Кадия снова перевалилась на спину. Дахху, аккуратно убрав листки по Марцеле в сумку, вдруг вздохнул:
— А кто-нибудь еще тут скучает по Анте Давьеру?
— Да, — сказала я.
— Нет, — сказала Кадия.
И мы переглянулись.
Вскоре мы разбрелись по комнатам: крохотным гостевым «кельям», где у нас с Кадией были спальные мешки.
Выспаться не удалось: едва пробило пять утра, как посыпалась почта. Приятно, когда о тебе помнят. Но еще приятнее — когда помнят о твоем режиме!..
Первой прилетела антрацитовая ташени. Бумажная пташка пролезла сквозь слуховое окно и ткнулась мне под ребро, как кинжал убийцы. Не успела сонная я испугаться, а птица уже раскрылась в письмо.
Надо же! Что, Полынь шлёт новости из дворца?
Записка оказалась весьма лаконичной.
«Это кошмар.» — гласила она.
Особенно драматично получилась точка: такая жирная и обреченная, будто перо куратора долго над ней висело, пуская чернила вместо крови… А королева стучалась, стучалась в это время в дверь…
Ну и пошли у меня фантазии…
Я тихонько посмеялась.
В окно уже лезли, ругаясь по-птичьи, еще две ташени. Одна подмяла вторую, цапнув за крыло, и та заверещала высоко и тоненько. Я подпрыгнула им навстречу: а то сейчас разбудят Снежка, и утро наступит по всей пещере — принудительно…
Обе записки дружно обмякли в моих не-магических руках.
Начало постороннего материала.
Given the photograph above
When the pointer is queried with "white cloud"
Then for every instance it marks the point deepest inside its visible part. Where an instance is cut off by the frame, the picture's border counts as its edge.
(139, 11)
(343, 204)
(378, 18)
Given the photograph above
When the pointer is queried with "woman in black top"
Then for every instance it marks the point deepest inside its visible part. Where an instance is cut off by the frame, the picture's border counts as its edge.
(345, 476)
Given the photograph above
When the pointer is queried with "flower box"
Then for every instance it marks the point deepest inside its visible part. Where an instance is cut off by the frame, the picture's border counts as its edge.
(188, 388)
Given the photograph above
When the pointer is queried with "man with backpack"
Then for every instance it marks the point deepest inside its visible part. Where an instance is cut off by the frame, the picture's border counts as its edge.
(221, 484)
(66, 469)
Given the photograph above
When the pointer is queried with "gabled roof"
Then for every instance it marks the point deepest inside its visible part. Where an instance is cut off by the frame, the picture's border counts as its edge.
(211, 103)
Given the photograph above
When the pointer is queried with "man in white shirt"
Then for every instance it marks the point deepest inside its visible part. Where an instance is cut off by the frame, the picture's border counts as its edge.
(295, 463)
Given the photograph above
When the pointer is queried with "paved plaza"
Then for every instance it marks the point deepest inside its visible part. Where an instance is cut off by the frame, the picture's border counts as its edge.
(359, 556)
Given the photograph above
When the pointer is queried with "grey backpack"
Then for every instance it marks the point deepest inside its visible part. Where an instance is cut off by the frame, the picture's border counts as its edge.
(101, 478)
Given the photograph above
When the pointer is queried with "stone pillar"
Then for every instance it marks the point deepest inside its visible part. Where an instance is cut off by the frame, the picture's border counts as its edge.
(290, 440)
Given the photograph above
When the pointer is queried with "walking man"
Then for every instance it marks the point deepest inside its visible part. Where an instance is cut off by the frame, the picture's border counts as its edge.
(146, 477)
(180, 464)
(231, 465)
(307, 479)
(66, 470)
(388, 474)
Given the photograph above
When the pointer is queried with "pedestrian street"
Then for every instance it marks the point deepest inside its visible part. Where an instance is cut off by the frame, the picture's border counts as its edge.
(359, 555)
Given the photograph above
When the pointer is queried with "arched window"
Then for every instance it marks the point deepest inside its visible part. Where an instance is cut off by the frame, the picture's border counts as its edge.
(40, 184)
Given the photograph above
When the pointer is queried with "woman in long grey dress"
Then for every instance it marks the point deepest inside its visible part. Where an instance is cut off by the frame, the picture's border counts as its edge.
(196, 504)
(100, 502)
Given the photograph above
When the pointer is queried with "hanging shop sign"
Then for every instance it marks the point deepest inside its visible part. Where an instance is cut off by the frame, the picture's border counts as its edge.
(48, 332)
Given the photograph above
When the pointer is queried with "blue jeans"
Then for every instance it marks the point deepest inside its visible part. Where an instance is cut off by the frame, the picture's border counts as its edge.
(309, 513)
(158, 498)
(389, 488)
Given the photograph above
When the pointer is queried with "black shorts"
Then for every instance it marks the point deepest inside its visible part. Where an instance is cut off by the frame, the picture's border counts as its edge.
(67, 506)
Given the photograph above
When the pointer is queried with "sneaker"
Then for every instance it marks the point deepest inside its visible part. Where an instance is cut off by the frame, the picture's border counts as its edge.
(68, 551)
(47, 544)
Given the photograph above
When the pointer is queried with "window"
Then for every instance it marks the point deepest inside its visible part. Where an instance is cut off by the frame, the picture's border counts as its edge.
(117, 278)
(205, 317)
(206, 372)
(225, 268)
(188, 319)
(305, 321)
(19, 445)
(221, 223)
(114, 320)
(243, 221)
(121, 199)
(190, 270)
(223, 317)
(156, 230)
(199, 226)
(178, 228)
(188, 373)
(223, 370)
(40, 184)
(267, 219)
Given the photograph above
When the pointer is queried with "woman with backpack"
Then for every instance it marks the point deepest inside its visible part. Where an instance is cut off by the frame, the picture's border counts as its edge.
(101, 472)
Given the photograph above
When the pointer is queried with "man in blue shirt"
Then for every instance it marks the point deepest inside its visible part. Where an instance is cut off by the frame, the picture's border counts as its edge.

«Дорогая Тинави! — говорилось в первой из них. — Это Эрвин Боу, священник. Помните, я хотел с вами посоветоваться? Давайте позавтракаем сегодня, до вашей работы? Буду благодарен».
«Тинави, приходите пораньше. Вас ждёт новое дело — жестокое убийство. Уверена, вы в предвкушении. Селия».
О да, отлично…
Я с тоской потерянной возлюбленной посмотрела на свой раскуроченный спальный мешок. Он притягательно пах теплом и уютом. Ах, милый, я буду так скучать по твоим пушинкам! Но долг зовет. Прощай.